I'll investigate all of these issues, starting with the Q Update function.

### Q Update Comparison
The Q Update step is different in Ben's. This is an issue that's been gnawing on my consciousness for a while now, so I'd like to get to the bottom of it.  Both Ben's update function as well as my own appear to be different from the SARSA update function described in the [Sutton and Barto textbook](http://incompleteideas.net/book/RLbook2018.pdf).  I've tried precisely implementing the one in the book and couldn't make it work exactly as written.

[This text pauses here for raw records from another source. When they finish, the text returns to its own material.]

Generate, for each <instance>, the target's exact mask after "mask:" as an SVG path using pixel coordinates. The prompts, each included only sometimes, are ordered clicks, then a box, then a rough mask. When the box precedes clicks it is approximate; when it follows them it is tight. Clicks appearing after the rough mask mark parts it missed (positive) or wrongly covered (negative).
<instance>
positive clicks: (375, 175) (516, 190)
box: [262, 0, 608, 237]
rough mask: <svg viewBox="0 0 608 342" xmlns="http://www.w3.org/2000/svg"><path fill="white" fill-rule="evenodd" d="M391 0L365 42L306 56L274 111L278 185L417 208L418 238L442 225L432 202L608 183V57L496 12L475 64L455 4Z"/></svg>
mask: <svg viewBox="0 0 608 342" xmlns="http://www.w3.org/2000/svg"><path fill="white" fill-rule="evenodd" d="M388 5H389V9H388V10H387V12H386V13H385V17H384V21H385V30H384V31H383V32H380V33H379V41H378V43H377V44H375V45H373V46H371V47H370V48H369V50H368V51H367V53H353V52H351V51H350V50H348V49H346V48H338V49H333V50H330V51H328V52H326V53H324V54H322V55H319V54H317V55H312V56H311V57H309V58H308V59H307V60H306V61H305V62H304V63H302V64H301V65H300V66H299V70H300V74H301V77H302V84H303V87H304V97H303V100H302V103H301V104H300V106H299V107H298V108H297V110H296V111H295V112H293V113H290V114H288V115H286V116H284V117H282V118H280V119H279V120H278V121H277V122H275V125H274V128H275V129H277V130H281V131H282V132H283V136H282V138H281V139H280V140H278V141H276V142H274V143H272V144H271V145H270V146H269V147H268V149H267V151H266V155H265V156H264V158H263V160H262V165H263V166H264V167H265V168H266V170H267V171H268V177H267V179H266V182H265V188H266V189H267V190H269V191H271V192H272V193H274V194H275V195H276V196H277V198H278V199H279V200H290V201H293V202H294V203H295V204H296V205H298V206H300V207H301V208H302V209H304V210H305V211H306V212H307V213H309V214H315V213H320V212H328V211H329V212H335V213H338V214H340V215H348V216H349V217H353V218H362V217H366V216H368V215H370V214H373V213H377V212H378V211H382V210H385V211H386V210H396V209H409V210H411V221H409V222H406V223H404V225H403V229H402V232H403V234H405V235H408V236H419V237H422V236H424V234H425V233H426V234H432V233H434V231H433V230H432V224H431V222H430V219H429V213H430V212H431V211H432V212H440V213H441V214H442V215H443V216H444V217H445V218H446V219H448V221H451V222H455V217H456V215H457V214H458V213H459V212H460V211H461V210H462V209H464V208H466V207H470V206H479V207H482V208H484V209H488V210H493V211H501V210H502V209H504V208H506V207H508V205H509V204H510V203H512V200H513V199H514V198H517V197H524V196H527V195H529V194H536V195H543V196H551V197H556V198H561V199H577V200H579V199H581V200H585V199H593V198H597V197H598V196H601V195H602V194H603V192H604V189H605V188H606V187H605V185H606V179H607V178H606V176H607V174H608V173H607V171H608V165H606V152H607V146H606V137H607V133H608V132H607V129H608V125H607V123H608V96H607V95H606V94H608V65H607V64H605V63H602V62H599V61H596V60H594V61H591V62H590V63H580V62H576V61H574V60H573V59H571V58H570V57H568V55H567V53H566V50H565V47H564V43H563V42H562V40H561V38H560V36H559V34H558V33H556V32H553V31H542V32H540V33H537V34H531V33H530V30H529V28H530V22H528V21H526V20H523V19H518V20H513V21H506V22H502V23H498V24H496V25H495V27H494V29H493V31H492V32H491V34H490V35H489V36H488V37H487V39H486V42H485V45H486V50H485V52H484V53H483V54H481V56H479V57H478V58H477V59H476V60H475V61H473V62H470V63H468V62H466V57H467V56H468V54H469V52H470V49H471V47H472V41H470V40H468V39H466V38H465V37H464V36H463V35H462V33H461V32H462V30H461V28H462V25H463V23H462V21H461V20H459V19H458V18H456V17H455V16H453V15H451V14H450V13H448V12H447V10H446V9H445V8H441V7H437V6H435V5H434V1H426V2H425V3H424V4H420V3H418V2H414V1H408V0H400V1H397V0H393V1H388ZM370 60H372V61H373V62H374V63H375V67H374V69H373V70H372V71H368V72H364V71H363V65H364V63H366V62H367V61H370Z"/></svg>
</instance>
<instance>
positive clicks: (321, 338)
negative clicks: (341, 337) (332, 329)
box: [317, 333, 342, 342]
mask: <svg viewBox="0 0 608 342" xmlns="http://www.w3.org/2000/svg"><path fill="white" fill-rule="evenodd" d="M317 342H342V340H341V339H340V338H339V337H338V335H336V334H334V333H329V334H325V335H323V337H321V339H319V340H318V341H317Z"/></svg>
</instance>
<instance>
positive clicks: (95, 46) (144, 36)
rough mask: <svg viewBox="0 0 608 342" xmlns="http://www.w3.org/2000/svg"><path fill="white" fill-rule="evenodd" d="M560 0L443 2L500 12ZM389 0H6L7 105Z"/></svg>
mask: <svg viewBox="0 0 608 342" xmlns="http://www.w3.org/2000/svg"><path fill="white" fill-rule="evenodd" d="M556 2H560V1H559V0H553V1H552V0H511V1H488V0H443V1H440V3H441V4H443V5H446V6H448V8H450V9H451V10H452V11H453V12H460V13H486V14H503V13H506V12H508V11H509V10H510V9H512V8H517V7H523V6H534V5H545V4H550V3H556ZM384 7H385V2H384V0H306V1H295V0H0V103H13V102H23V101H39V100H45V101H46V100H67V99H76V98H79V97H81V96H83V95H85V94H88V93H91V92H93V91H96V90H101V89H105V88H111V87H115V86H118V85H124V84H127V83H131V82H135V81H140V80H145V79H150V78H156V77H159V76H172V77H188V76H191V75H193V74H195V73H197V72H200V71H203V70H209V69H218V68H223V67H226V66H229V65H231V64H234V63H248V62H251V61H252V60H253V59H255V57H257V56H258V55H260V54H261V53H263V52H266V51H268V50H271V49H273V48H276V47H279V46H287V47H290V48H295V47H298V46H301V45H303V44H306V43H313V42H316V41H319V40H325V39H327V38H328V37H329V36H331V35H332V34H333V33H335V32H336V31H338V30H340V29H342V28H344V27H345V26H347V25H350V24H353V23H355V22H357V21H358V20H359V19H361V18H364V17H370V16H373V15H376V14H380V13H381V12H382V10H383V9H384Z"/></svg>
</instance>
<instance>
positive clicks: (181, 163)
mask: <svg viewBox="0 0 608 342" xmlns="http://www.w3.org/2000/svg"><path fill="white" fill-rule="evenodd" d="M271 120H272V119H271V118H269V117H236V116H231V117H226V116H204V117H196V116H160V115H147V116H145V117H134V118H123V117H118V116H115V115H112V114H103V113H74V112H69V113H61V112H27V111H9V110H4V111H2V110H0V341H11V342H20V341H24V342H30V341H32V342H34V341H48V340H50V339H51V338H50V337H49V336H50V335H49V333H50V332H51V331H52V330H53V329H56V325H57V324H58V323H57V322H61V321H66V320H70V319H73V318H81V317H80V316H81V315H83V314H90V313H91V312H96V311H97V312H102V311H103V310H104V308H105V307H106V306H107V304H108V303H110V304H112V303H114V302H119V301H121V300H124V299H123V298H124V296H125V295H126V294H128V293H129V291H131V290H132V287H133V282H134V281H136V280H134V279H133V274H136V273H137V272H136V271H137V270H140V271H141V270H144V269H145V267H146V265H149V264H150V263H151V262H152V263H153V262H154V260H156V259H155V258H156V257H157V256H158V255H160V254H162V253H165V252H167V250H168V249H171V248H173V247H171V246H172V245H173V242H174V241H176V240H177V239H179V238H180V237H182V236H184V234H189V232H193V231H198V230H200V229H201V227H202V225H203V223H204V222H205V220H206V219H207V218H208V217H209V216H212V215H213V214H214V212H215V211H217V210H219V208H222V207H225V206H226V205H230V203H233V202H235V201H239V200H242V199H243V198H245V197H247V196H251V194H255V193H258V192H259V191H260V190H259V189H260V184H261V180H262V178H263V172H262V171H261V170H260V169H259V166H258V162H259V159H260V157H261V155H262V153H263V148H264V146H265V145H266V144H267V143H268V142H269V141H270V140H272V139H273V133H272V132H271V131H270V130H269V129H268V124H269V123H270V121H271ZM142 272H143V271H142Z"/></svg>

Here's the SARSA update formula from *Sutton and Barto* on p. 130:

$$ Q(S_t, A_t) = Q(S_t, A_t) + \alpha \left[ R_{t+1} + \gamma Q(S_{t+1}, A_{t+1}) - Q(S_t, A_t) \right] $$

 * 𝛼: learning rate 0-1
 * 𝛾: future reward discount rate 0-1



Comparing my update function to Ben's, at a glance they look like they are probably (maybe?) algebraically equivalent, but I'm not sure.  Let's work it through to be sure, and see how Ben's compares to mine, and how both of them compare to official SARSA.

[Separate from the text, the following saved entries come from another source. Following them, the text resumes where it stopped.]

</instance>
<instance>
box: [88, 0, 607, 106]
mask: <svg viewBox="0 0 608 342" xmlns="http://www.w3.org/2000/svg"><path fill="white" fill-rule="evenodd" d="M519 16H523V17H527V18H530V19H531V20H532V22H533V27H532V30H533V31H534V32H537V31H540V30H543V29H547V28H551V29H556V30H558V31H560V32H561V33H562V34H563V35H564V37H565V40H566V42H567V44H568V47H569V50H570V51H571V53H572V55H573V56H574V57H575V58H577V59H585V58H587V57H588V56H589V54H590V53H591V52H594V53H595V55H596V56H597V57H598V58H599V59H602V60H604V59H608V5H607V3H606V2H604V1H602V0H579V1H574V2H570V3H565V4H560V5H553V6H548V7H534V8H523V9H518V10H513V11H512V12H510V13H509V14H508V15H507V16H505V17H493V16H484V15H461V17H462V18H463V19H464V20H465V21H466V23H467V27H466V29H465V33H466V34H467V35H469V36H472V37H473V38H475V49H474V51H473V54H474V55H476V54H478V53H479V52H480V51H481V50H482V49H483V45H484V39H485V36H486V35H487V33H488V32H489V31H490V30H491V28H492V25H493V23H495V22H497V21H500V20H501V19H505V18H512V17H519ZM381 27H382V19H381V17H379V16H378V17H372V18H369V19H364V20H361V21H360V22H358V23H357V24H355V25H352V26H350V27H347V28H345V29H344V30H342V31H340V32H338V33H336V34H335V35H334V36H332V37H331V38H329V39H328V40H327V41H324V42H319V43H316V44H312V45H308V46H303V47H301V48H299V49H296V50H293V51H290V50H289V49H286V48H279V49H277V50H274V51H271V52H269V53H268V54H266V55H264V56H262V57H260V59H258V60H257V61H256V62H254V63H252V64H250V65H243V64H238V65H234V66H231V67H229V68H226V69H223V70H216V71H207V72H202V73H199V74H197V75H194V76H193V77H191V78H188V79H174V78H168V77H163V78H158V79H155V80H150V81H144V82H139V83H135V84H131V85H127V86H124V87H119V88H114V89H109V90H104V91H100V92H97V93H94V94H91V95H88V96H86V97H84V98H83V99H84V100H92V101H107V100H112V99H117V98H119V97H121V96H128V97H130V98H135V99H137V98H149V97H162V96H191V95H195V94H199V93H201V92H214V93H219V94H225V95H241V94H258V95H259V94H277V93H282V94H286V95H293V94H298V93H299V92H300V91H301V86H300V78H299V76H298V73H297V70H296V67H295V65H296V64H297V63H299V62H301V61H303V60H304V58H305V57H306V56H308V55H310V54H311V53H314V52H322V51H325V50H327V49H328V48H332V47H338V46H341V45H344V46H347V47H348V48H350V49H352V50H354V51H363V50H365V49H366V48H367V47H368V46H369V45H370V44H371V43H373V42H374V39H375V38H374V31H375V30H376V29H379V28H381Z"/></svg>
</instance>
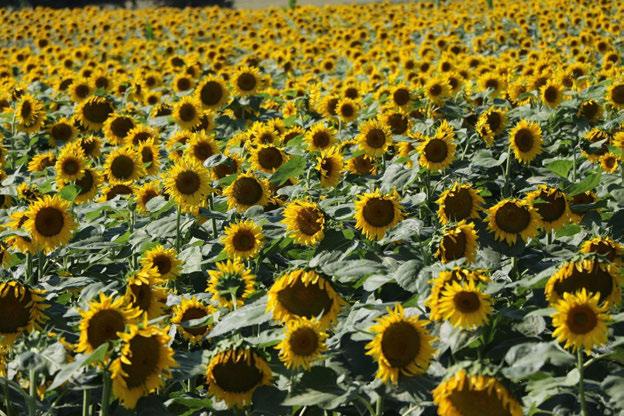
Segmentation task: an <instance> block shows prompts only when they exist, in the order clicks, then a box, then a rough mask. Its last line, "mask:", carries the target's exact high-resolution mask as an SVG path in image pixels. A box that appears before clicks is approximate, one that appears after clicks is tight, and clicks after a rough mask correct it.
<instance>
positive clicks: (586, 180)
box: [568, 172, 602, 196]
mask: <svg viewBox="0 0 624 416" xmlns="http://www.w3.org/2000/svg"><path fill="white" fill-rule="evenodd" d="M601 177H602V174H601V173H600V172H594V173H591V174H590V175H588V176H587V177H586V178H585V179H583V180H582V181H580V182H578V183H575V184H574V185H572V186H571V187H570V189H568V194H569V196H574V195H578V194H582V193H583V192H587V191H591V190H592V189H594V188H595V187H596V186H598V185H599V184H600V178H601Z"/></svg>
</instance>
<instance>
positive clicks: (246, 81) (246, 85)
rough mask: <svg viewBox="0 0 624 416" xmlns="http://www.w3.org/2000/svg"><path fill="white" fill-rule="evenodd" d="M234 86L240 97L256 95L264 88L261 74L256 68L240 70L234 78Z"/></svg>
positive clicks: (236, 71) (239, 69) (233, 82)
mask: <svg viewBox="0 0 624 416" xmlns="http://www.w3.org/2000/svg"><path fill="white" fill-rule="evenodd" d="M232 84H233V86H234V89H235V91H236V93H237V94H238V95H240V96H245V95H254V94H255V93H256V92H257V91H258V90H260V89H261V88H262V79H261V77H260V72H258V70H257V69H256V68H254V67H243V68H240V69H239V70H238V71H236V73H234V75H233V76H232Z"/></svg>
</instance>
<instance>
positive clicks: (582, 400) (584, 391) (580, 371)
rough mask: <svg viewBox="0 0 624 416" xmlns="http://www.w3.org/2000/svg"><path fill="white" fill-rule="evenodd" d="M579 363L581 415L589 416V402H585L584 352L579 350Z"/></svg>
mask: <svg viewBox="0 0 624 416" xmlns="http://www.w3.org/2000/svg"><path fill="white" fill-rule="evenodd" d="M576 357H577V362H576V368H577V369H578V372H579V402H580V405H581V414H582V415H583V416H588V415H589V413H588V412H587V402H586V401H585V377H584V373H583V372H584V369H585V368H584V367H583V350H582V349H581V348H579V349H578V350H577V352H576Z"/></svg>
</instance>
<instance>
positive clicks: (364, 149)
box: [356, 120, 392, 157]
mask: <svg viewBox="0 0 624 416" xmlns="http://www.w3.org/2000/svg"><path fill="white" fill-rule="evenodd" d="M356 140H357V143H358V145H359V147H360V149H362V150H363V151H364V152H365V153H366V154H367V155H369V156H371V157H381V156H383V155H384V153H386V150H388V147H390V146H391V145H392V132H391V131H390V128H389V127H388V126H387V125H385V124H384V123H382V122H381V121H380V120H369V121H366V122H365V123H364V124H363V125H361V126H360V133H359V134H358V135H357V137H356Z"/></svg>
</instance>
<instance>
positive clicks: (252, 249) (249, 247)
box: [223, 220, 264, 259]
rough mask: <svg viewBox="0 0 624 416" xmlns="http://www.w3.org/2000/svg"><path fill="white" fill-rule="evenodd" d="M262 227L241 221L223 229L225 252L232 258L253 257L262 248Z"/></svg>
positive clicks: (263, 239)
mask: <svg viewBox="0 0 624 416" xmlns="http://www.w3.org/2000/svg"><path fill="white" fill-rule="evenodd" d="M263 240H264V236H263V234H262V227H260V226H259V225H258V224H256V223H255V222H253V221H252V220H243V221H239V222H237V223H234V224H231V225H228V226H227V227H225V228H224V229H223V245H224V246H225V252H226V253H227V254H228V256H230V257H232V258H241V259H248V258H253V257H255V256H256V255H257V254H258V253H259V252H260V249H261V248H262V244H263Z"/></svg>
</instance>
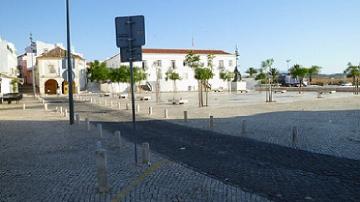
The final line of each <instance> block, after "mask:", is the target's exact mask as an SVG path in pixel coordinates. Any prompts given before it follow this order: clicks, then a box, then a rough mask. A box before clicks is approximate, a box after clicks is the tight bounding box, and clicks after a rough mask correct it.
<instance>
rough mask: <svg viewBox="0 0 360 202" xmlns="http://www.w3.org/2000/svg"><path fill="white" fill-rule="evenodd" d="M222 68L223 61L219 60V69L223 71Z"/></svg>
mask: <svg viewBox="0 0 360 202" xmlns="http://www.w3.org/2000/svg"><path fill="white" fill-rule="evenodd" d="M224 67H225V66H224V60H219V69H223V68H224Z"/></svg>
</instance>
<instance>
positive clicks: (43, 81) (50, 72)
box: [36, 47, 86, 94]
mask: <svg viewBox="0 0 360 202" xmlns="http://www.w3.org/2000/svg"><path fill="white" fill-rule="evenodd" d="M65 57H66V50H64V49H63V48H62V47H55V48H54V49H52V50H49V51H47V52H43V53H42V54H41V55H39V56H38V57H36V85H37V86H38V87H39V91H40V94H57V93H60V94H67V93H68V82H67V81H65V80H64V78H63V74H66V72H65V71H66V70H67V60H66V59H65ZM72 59H73V61H72V68H73V73H74V74H75V78H74V81H73V92H74V93H78V92H79V91H80V90H84V89H85V86H86V62H85V59H84V58H82V57H81V56H79V55H77V54H72Z"/></svg>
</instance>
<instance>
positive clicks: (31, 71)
mask: <svg viewBox="0 0 360 202" xmlns="http://www.w3.org/2000/svg"><path fill="white" fill-rule="evenodd" d="M55 47H62V48H63V46H62V44H50V43H45V42H42V41H35V42H32V44H30V46H28V47H26V48H25V53H24V54H22V55H20V56H18V63H19V66H20V69H21V76H22V77H23V78H24V83H25V84H32V69H33V67H34V66H35V64H36V57H38V56H40V55H42V54H43V53H45V52H48V51H49V50H52V49H54V48H55Z"/></svg>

#### Ben's Q Update Function

In [4]:
def ben_q_update(self, state, action, reward, next_state, terminal):
    q_update = reward # Updated quality score
    if not terminal:
        q_update = reward + gamma * np.amax(self.model.predict(state_next)[0]) # gamma = discount factor & max predicted quality
    q_values = self.model.predict(state)
    q_values[0][action] = q_update
    self.model.fit(state, q_values)

#### My Q Update function

In [5]:
def rico_q_update(self, prev_state, prev_action, reward, state, done):
    rewards_all = self.model.predict(prev_state)
    if done:
        future_rewards = 0
    else:
        future_rewards = np.max(self.model.predict(state))
    target_reward = reward + self.gamma * future_rewards
    rewards_all[prev_action] = target_reward
    self.model.train(prev_state, rewards_all)

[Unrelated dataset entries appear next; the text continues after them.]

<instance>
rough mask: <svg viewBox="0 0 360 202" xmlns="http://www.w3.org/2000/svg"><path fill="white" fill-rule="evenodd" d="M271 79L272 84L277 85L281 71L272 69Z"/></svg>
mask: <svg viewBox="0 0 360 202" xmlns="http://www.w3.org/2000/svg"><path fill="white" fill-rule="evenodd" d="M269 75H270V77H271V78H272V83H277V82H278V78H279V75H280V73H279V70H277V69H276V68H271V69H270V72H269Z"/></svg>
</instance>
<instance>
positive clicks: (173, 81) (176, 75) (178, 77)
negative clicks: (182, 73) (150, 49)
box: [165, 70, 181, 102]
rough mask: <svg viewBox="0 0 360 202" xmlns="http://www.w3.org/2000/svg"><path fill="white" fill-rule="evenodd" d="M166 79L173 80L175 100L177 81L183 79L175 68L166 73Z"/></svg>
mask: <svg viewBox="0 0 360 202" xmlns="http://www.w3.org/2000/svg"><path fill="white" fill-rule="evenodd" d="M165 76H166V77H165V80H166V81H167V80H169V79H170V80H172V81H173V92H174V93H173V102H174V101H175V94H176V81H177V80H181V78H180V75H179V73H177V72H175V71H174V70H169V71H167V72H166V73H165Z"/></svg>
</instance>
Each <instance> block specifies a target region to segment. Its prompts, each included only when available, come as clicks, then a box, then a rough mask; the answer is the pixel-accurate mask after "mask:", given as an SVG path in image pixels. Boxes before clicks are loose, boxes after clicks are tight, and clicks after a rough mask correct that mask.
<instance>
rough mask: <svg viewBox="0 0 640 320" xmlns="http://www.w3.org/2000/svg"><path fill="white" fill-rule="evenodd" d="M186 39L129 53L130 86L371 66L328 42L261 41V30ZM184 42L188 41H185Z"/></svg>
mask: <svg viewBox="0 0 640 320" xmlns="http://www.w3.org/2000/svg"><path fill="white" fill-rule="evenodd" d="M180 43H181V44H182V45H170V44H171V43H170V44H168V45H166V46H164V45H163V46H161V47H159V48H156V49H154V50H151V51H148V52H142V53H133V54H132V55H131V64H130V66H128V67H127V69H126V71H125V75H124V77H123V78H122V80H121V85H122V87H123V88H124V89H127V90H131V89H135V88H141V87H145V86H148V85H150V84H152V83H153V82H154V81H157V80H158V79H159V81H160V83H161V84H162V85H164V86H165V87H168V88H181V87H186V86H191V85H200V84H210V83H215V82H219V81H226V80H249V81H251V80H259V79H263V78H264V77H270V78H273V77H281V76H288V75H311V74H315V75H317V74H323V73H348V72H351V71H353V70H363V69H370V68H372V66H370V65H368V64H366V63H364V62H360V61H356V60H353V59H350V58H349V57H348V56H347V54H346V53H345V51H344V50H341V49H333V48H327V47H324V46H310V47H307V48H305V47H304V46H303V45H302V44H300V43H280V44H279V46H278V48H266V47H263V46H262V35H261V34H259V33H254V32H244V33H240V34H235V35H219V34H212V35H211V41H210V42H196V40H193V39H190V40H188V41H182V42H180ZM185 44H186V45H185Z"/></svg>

#### Transform to make similar

In [10]:
def ben_q_update(self, state, action, reward, next_state, terminal):
    if terminal:
        q_update = reward # Updated quality score
    else:
        q_update = reward + gamma * np.amax(self.model.predict(state_next)[0]) # gamma = discount factor & max predicted quality
    q_values = self.model.predict(state)
    q_values[0][action] = q_update
    self.model.fit(state, q_values)

def rico_q_update(self, state, action, reward, next_state, done):
    if done:
        future_rewards = 0
    else:
        future_rewards = np.max(self.model.predict(next_state))
    q_values = self.model.predict(state)
    q_update = reward + self.gamma * future_rewards
    q_values[action] = q_update
    self.model.train(state, q_values)

They look pretty similar so far, except for what happens in terminal state.  Let's rewrite Rico's to calculate q_update entirely within the if statement.

In [11]:
def rico_q_update(self, state, action, reward, next_state, done):
    if done:
        q_update = reward
    else:
        q_update = reward + self.gamma * np.max(self.model.predict(next_state))
    q_values = self.model.predict(state)
    q_values[action] = q_update
    self.model.train(state, q_values)

That looks exactly the same.  For now I'll conclude that the SARSA update function is the same.  I like the wording of my original function better, because it more intuitively describes the spirit of what we're doing with SARSA update.

But note there's another difference in how the updates work which we'll investigate next.

## Reward at Terminal

Ben has some code that tweaks the reward value to -1 when the episode is over.  Mine doesn't.

Ben has this little diddy in the main episode loop:

In [12]:
def main_loop():
    #...
    reward = reward if not terminal else -reward

If we translate that into code that normal people would rather read, it looks like this:

In [14]:
def main_loop():
    if terminal:
        reward = -reward

This comes before the part where the step is inserted into replay memory.